Within the FTP Package of our project lies all the real goodness that mimics an FTP server’s functionality enough to accept logins and files. The FtpListener is the entry file that is stood up by the Supervisor and is responsible for handling initial FTP connections into our system. Just a quick FYI also, this is configured to run on port 21, just like a real default FTP server, to make it easy for hackers to identify what the server is for, but this may require root privileges depending on your system.
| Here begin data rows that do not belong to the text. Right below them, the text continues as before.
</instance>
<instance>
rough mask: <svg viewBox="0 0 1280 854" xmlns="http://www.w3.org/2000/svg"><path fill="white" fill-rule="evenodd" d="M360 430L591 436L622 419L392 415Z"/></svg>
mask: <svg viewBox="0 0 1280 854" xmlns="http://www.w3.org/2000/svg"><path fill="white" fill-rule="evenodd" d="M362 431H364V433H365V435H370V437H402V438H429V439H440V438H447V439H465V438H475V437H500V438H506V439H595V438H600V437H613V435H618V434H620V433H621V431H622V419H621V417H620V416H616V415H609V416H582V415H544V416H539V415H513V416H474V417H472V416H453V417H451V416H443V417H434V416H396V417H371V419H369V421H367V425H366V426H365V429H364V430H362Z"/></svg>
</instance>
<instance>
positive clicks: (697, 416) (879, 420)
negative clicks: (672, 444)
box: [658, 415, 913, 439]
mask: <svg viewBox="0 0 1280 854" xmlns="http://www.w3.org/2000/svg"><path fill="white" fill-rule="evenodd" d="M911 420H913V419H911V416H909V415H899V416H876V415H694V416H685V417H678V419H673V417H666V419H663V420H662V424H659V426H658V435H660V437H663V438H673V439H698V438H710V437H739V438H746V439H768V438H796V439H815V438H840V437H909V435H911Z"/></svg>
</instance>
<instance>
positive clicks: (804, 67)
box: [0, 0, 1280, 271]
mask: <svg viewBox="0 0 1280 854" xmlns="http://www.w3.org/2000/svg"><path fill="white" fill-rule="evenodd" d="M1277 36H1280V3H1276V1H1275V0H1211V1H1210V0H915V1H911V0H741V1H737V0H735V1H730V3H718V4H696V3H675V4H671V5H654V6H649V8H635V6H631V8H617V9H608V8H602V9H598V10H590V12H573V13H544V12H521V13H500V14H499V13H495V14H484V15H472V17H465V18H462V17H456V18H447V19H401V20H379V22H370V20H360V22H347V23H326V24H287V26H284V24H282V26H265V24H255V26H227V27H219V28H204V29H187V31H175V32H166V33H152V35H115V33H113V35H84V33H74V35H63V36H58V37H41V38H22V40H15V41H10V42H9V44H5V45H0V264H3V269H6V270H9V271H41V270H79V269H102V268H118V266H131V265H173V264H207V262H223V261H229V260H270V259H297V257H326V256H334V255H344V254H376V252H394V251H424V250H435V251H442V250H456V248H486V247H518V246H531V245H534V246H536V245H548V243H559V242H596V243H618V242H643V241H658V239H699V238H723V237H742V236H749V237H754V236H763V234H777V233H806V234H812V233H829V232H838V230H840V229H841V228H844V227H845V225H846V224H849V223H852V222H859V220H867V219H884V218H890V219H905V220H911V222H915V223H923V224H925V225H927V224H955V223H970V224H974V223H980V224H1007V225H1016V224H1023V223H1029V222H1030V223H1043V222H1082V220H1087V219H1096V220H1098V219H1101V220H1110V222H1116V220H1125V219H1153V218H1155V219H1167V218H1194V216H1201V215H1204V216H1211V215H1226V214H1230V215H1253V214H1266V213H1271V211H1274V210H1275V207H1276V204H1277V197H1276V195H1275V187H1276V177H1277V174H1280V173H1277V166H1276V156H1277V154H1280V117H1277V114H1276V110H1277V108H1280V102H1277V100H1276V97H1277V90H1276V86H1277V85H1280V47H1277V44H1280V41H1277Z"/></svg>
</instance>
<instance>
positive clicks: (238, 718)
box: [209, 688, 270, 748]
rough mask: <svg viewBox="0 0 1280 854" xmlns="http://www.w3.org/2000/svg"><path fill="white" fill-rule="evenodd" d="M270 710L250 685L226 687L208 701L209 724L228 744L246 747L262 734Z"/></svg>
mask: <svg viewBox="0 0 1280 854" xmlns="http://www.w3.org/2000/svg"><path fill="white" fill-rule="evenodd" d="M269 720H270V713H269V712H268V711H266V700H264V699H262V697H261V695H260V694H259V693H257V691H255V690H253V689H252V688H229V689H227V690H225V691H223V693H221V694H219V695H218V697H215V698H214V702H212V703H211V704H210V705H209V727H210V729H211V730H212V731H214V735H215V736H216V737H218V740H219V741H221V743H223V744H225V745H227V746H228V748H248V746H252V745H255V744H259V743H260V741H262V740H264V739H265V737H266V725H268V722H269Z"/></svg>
Our receive function is where most of the magic happens, which is true for most actors. We can see that most of this is boilerplate stuff for handling a UDP connection. Under the case for the Connected message, we are creating a handler, and sending our FTP version vulnFTPd 2.0.1. The version string should eventually be configurable and probably accept a list of names it can randomly choose, but for now, it just hardcoded to this value.

1
2
3
4
5
6
7
8
9
10

override def receive: Receive = {
  case Bound(localAddress) =>
    log.info("listening on {}", localAddress)
  case CommandFailed(_: Bind) => context.stop(self)
  case Connected(_, _) =>
    val connection = sender()
    val handler = context.actorOf(FtpHandler.props(connection), name = "handler")
    connection ! Register(handler)
    connection ! Write(ByteString.apply("220 (vulnFTPd 2.0.1)\n"))
}

Once FtpHandler is instantiated and registered to handle the connection, it will begin parsing data sent from the client using the parse function. Inside this function are all the supported commands, most of which will be familiar to anybody who read the previous post. Most of this information is just output to the console; in the future, it will need to be collected and sent somewhere else (the observant may notice an add_reporting branch in the repository).

1
2
3
4
5
6
7
8
9
10
11
12
13
14
15
16
17
18
19
20
21
22
23
24

def parse(msg: Array[String]): String = msg(0) match {
  case "user" =>
    log.info("attempted login with username: {}", msg(1))
    "331 Please specify password.\n"
  case "pass" =>
    log.info("attempted login with password: {}", msg(1))
    "230 Login successful.\n"
  case "pwd" => "257 \"/\" is the current directory\n"
  case "quit" => "221 Goodbye.\n"
  case "pasv" =>
    log.info("entering passive mode")
    val r = new Random()
    val p1 = r.nextInt(200)
    val p2 = r.nextInt(200)
    context.actorOf(FtpFileReceiver.props(p1 * 256 + p2, client), name = "passive-connection-" + (p1 * 256 + p2))
    Thread.sleep(256)
    "227 entering passive mode (127,0,0,1," + p1 + "," + p2 + ")\n"
  case "stor" =>
    log.info("stor: {}", msg(1))
    "150 File status okay; about to open data connection.\n"
  case _ =>
    log.info("unsupported command received: {}", msg.mkString(" "))
    "451 Requested action aborted. Local error in processing.\n"
}

The last piece of this package is the FtpFileReceiver. This component is responsible for handling the passive data connection from a client. You’ll remember that the passive connection means the server sends an IP and port for the client to connect to and transfer data. It currently just stores the binaries with a randomly generated UUID in a specific folder on the machine. Eventually, the destination for recieved files will be configurable.

Outro

Well that is just a current update on the status of my honeypot. As I hinted at before, I have begun adding some reporting features to allow the exporting of events to various other services (discord notifier?!). I will continue work on the FTP aspect of the project, but look forward to another recon post where I will look into implementing a whole new protocol!